Okay, so i have a use case, which involves implementing hybrid search. Now previously, i implemented hybrid search using llama-index(docs llamaindex ai/en/stable/examples/vector_stores/PineconeIndexDemo-Hybrid/) and pinecone as the vector DB. Now the index that was created was of Dense type on Pinecone. Now because i used llama-index, i didn’t really had much control or know what was happening apart from specifying dense and sparse embeddings model (the sparse embedding model i used was prithivida/Splade_PP_en_v1). Now the thing is, i am looking to build custom, without using Llama-index. I saw the docs from the two URLs below:

– Now the thing is, I am now getting the impression, that i have to create two different indexes (sparse and dense) on pinecone and then query them. Now I couldn’t find any resource on how to combine this, if you have any relevant documentation, please have it shared with me. One more thing is that i checked out all the three notebooks in this URL:

  • github com/pinecone-io/examples/tree/master/learn/search/hybrid-search
    but this combines both the sparse and dense vectors in a single index. So i am still curious and confused on how to combine both of the results if i use two different indexes(sparse index and vector index). Or should I proceed with the method presented in these notebooks. Another thing i noticed is, that now while creating an index on Pinecone(dashboard), I specifically need to mention if the vectors are of sparse or dense type, which means either the approach mentioned in these notebooks are deprecated or maybe not, I dont know. Please clear up this confusion. I will be really thankful to you guys. Also, if you need anymore information from my end, i will be more then happy to provide, if that results in resolving my issue. Thanks

Hi @saadk8 - Thank you for reaching out and pointing out some of the confusion in our documentation and notebooks! We’re working to get this straightened out.

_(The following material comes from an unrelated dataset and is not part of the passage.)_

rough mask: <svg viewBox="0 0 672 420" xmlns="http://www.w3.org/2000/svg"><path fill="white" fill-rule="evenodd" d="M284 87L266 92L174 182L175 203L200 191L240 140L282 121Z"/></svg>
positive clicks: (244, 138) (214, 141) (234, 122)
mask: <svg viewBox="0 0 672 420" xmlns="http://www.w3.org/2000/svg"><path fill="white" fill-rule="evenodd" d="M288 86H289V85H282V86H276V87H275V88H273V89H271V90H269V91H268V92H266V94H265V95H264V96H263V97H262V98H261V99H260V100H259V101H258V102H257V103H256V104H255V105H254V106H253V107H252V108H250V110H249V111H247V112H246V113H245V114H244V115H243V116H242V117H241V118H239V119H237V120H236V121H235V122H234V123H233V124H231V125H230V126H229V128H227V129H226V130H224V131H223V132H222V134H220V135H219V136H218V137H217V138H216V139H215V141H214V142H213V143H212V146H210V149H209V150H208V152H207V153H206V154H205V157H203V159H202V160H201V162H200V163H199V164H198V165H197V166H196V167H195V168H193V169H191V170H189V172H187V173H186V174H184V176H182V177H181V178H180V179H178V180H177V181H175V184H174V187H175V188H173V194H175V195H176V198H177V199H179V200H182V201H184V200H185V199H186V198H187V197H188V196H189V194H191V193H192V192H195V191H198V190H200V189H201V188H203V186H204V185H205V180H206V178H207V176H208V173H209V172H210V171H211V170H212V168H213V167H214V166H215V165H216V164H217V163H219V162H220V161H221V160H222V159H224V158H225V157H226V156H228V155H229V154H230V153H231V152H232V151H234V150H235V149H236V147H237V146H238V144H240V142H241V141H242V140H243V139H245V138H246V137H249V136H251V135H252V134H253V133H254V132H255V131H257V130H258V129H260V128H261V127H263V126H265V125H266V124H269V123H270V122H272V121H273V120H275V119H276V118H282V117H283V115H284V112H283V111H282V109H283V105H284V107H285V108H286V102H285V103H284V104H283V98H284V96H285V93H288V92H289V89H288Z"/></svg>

In the meantime, I would suggest approaching this with two separate indexes - a sparse index and a dense index. You’re right in that you’d have to search each independently, rerank, merge, de-duplicate. However this approach, with two indexes, gives you the most flexibility and control long-term. You could add keyword search to an existing workload, leaving the dense-only index and adding records to a sparse-only index. You can review how querying is done in this code example.

It is possible to do a single sparse-dense index as you were doing previously, by creating both the sparse and dense embeddings separately and then upserting them together into a dense index but we recommend the two index approach.